Sur l’échelle des vibrations, en dessous de la colère on retrouve la tristesse. Elle implique moins d’énergie que la colère, et fait émerger chez l’être humain un besoin de chaleur. La tristesse reflète généralement un sentiment de perte et/ou de déception. « Là aussi, le triangle de la vie a toute sa place », d’après notre spécialiste. « Face à la tristesse, l’Homme a besoin de se réconforter, de se faire réconforter et de réconforter les autres », précise-t-elle, avant de poursuivre en ces termes : « Quand on est triste le premier chalenge c’est d’accepter le silence dans lequel on se trouve à ce moment-là, parce que quand on est dans cet état on ne veut pas faire la fête. Il suffit de se permettre d’être triste sans aucun jugement porté sur soi, et sans aucune démarche visant à comprendre la cause de la tristesse que l’on traverse ».

Vous êtes triste et vous n’avez personne à côté pour vous réconforter ? Pas de panique ! Notre Psychologue clinicienne et psycho- thérapeute vous recommande la musique, la lecture ou voir même une petite sieste. Vous pouvez aussi vous cocooner, et si vous sentez que le besoin de parler à une tierce personne est toujours là, vous téléphonez à un/une de vos proches. A ce niveau, les larmes sont à évacuer de l’organisme. Il ne faut donc pas hésiter à pleurer.

Après la colère et la tristesse, place à la peur. Cette forme d’émotion peut avoir deux conséquences : une réaction qui se matérialise par une fuite pour s’éloigner de la source de la peur, et une autre, qui elle paralyse la personne qu’elle touche. Dans ce deuxième cas de figure, Geneviève conseille d’accepter le fait d’être effrayé malgré l’impossibilité de bouger. La peur fait appel à un besoin de se rassurer, de se faire rassurer et de rassurer les autres.

La dernière famille d’émotions évoquée par la conférencière, et sans doute la famille la plus agréable est la joie. Cette autre forme d’émotion provoque chez ses hôtes un besoin de partager et de s’ouvrir aux autres.

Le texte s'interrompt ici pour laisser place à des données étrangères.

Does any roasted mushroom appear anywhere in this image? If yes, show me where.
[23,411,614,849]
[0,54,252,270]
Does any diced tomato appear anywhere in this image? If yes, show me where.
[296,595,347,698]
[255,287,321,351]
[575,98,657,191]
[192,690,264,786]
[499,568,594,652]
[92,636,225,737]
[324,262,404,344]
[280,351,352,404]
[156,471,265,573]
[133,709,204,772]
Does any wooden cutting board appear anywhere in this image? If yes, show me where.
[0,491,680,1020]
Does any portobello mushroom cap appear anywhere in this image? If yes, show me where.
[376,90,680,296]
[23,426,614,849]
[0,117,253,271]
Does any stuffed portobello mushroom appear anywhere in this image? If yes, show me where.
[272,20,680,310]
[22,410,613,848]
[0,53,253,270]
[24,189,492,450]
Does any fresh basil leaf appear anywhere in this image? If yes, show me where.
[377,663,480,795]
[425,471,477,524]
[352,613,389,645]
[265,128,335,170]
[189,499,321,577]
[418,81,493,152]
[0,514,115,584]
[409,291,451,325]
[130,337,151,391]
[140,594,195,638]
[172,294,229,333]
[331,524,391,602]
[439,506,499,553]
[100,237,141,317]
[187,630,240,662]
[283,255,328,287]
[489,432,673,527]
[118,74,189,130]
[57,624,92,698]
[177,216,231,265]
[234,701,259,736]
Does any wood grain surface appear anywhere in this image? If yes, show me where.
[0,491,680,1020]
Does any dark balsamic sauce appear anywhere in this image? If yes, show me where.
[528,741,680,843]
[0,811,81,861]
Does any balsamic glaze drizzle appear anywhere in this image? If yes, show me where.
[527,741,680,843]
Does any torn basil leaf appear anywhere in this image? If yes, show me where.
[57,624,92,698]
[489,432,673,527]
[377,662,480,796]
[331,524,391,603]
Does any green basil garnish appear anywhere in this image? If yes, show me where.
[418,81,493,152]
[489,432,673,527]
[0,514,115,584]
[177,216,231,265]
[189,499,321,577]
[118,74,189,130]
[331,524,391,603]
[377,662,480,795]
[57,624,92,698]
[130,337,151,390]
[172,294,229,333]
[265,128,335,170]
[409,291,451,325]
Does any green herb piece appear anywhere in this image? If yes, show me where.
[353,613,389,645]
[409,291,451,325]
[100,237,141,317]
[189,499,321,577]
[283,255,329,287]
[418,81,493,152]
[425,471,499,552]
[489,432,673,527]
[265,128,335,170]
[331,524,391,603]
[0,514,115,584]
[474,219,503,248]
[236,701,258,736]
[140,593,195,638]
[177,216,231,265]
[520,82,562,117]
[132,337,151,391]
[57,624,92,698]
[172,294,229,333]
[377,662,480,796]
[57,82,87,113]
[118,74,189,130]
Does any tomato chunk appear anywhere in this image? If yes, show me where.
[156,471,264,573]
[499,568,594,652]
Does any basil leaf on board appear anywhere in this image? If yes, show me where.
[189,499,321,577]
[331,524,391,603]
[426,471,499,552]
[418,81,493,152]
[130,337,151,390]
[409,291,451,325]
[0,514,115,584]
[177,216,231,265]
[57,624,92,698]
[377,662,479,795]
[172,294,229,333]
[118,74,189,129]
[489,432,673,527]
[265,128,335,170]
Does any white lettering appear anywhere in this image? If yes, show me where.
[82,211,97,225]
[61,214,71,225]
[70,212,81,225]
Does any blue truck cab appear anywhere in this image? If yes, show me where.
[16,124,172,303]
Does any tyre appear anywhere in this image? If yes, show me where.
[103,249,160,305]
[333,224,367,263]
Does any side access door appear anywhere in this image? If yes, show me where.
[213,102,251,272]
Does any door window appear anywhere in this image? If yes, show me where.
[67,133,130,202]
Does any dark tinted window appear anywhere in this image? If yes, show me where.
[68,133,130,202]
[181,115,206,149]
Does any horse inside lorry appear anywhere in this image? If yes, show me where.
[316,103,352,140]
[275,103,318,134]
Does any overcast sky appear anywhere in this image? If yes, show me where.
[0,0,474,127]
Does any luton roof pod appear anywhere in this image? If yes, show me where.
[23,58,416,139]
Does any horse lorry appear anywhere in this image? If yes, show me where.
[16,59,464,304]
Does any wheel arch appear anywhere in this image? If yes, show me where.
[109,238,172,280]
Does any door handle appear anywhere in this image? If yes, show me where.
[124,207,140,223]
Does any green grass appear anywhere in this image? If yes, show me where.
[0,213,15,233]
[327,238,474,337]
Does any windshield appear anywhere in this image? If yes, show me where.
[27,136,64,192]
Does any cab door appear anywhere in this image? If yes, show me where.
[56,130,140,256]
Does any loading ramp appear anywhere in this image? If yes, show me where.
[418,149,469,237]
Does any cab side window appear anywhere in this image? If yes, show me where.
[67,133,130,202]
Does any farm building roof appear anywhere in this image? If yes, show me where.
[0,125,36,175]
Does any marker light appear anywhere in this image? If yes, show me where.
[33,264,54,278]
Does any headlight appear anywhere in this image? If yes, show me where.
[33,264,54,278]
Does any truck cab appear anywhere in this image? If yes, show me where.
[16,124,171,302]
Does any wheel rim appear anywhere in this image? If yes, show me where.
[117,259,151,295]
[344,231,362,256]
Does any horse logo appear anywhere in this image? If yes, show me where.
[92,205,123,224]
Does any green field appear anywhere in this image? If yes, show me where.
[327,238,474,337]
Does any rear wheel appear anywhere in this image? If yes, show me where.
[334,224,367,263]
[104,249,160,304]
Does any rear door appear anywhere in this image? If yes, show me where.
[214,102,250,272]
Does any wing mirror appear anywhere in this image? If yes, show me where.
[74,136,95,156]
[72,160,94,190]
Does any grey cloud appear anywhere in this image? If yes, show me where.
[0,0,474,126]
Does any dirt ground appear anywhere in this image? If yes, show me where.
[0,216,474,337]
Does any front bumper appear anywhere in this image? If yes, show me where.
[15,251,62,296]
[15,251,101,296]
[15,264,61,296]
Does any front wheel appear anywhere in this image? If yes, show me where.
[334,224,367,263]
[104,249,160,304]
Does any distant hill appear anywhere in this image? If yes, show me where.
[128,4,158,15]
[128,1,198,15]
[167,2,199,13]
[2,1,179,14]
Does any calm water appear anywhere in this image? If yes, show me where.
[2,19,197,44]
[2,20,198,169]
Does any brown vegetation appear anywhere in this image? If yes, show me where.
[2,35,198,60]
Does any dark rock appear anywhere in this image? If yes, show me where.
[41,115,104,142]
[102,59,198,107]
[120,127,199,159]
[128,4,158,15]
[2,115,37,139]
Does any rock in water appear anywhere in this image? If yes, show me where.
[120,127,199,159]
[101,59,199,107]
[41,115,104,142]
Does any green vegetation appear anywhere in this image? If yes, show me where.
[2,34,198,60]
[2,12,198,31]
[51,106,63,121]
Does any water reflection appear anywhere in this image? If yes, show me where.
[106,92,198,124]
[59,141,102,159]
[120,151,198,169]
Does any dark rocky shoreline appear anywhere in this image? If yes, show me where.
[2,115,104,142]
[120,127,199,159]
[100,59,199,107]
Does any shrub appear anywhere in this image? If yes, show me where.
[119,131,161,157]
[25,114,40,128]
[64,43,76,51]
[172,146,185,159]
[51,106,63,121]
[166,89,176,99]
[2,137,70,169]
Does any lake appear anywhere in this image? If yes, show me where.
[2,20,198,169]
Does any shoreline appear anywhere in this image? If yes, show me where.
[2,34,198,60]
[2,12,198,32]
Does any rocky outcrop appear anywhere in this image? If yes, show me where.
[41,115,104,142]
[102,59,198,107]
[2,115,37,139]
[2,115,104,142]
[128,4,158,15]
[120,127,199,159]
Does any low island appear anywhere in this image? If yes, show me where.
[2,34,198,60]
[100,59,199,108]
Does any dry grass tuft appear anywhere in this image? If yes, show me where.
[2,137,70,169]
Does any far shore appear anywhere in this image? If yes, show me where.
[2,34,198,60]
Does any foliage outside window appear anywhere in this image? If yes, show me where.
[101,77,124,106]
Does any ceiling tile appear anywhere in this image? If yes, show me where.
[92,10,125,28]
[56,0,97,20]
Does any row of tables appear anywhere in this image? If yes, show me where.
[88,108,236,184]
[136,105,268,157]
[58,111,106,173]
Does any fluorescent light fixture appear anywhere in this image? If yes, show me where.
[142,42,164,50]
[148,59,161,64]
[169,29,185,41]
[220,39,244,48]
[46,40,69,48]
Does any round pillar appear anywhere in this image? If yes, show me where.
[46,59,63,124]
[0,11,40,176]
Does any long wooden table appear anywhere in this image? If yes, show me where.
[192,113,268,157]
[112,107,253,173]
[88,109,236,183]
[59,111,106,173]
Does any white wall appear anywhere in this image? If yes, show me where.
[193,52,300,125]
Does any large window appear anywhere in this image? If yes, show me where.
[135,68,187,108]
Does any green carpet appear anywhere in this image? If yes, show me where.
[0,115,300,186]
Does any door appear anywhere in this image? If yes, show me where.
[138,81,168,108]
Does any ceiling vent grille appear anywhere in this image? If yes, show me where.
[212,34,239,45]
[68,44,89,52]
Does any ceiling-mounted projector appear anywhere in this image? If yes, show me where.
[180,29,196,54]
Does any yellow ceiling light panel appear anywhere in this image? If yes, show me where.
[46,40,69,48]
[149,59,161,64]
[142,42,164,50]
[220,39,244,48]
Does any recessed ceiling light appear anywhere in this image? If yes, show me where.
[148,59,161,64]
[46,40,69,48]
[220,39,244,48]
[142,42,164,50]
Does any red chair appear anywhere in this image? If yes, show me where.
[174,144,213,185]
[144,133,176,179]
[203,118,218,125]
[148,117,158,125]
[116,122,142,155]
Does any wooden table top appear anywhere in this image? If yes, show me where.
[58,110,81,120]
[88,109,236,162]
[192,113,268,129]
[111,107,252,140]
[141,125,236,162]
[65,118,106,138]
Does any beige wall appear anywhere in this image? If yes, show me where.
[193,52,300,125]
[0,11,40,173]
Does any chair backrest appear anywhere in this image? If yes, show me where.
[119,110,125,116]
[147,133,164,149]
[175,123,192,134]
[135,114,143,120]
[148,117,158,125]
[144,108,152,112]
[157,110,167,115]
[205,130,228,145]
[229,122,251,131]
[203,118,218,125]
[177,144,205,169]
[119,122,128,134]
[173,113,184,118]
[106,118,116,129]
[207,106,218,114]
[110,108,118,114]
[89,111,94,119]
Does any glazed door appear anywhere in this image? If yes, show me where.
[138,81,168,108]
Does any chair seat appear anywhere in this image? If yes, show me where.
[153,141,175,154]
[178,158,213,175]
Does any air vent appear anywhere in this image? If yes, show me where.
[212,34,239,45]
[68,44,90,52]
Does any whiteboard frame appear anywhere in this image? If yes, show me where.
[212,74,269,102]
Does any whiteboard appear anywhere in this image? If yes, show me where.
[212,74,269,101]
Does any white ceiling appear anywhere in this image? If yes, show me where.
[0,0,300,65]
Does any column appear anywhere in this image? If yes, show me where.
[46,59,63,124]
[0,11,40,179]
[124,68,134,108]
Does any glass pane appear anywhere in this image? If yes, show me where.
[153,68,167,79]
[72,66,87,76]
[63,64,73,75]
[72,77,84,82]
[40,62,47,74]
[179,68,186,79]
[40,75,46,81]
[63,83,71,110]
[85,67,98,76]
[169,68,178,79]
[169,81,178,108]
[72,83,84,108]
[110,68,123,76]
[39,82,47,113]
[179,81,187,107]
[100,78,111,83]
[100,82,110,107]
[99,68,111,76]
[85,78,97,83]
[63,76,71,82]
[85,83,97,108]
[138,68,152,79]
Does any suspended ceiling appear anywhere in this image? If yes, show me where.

Au terme d’un agréable voyage dans chacune des 4 familles d’émotions rempli d’enseignements, la cinquantaine de personnes qui a pris part à la rencontre a eu droit à un exercice de respiration. Celui-ci consistait à gonfler le ventre en inspirant, et à le dégonfler en expirant. A l’issue de quelques minutes de mouvements respiratoires, la quasi-totalité des participants laissaient apparaître un soulagement qui se manifestait notamment à travers des bâillements qui provenaient de tous les recoins de la salle.

 

Réactions de quelques participants

 

A la fin de la conférence, 2 participants se sont prêtés à nos questions pour nous livrer leurs sentiments. Erdogan (Bénéficiaire de FAF APRIDEV Rhône-Alpes) et Ndeye ANGRAND, adhérente à l’association ont exprimé à notre micro leur satisfaction. « J’ai déjà suivi des formations sur le développement personnel, mais ces propos viennent me donner davantage d’outils qui me permettront de gérer le stress au quotidien. Par exemple, aujourd’hui quand j’aurai du mal à dormir, je vais penser à l’exercice de respiration que nous avons fait tout à l’heure », déclare cette adhérente avec un large sourire. Pour sa part, Erdogan a tenu à attirer l’attention des organisateurs sur le fait que dans le public il peut y avoir des personnes comme lui, qui en plus d’un handicap visuel, portent aussi des problèmes d’audition. Pour cette catégorie sociale, un micro est indispensable pour une bonne compréhension. Il espère que cet appel tombera dans des oreilles sensibles.